If I were building a system build like yours, I would recommend you get a single GPU, just because it'll work better than a CrossFire or SLI setup of similar cost. I've heard numerous complaints before that people have gotten two cheaper GPU's, put them in CrossFire or SLI and regretted it afterward. Often, you'll see a noticeable drop in framerate if you use two cards that are each 1/2 as powerful as 1 card.
However, you may be asking yourself, "if having two GPU's creates lag as opposed to one more powerful GPU, then why are there high-end cards that are dual GPU's?" The fact is that, with CrossFire and SLI, you have only a relatively small bus going from one GPU to the other, which tends to bottleneck the communication between the two. Beyond a certain level of GPU power, though there is so much parallel traffic going across the GPU that having two dies is actually an advantage, in spite of the bottleneck on the CrossFire/SLI bridge. This is why you see high-end dual GPU's at the upper end of the market.

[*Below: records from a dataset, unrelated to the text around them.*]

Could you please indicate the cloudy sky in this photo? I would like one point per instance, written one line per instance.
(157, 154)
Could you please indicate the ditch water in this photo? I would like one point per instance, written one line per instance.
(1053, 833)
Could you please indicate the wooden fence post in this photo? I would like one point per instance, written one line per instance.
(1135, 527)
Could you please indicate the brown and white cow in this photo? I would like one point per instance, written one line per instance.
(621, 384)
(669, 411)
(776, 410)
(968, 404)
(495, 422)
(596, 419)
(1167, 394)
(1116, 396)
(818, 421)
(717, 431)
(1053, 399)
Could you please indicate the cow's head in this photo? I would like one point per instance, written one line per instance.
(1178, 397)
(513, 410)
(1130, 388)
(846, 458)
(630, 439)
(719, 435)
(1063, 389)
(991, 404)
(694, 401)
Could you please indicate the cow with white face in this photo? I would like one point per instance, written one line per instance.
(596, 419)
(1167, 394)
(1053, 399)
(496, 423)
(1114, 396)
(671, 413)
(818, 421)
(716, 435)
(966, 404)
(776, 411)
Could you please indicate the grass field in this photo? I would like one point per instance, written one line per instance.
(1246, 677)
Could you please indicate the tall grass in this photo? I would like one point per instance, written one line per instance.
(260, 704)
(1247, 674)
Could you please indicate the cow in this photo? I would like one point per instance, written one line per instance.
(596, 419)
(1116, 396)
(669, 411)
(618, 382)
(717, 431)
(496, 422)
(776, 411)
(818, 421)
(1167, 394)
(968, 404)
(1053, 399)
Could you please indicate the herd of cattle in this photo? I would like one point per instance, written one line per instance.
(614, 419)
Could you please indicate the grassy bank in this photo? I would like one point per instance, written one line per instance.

Also, if you are looking for CrossFire or SLI, I would say that a GeForce GTX 970 or a Radeon R9 290 would be the minimums in their respective classes; however, before you do CrossFire/SLI I would recommend you consider a dual GPU solution such as the GeForce GTX TITAN Z (which is all right) or the Radeon R9 295X2 (which is better than the TITAN Z and currently holds the prize for the fastest desktop GPU in the world).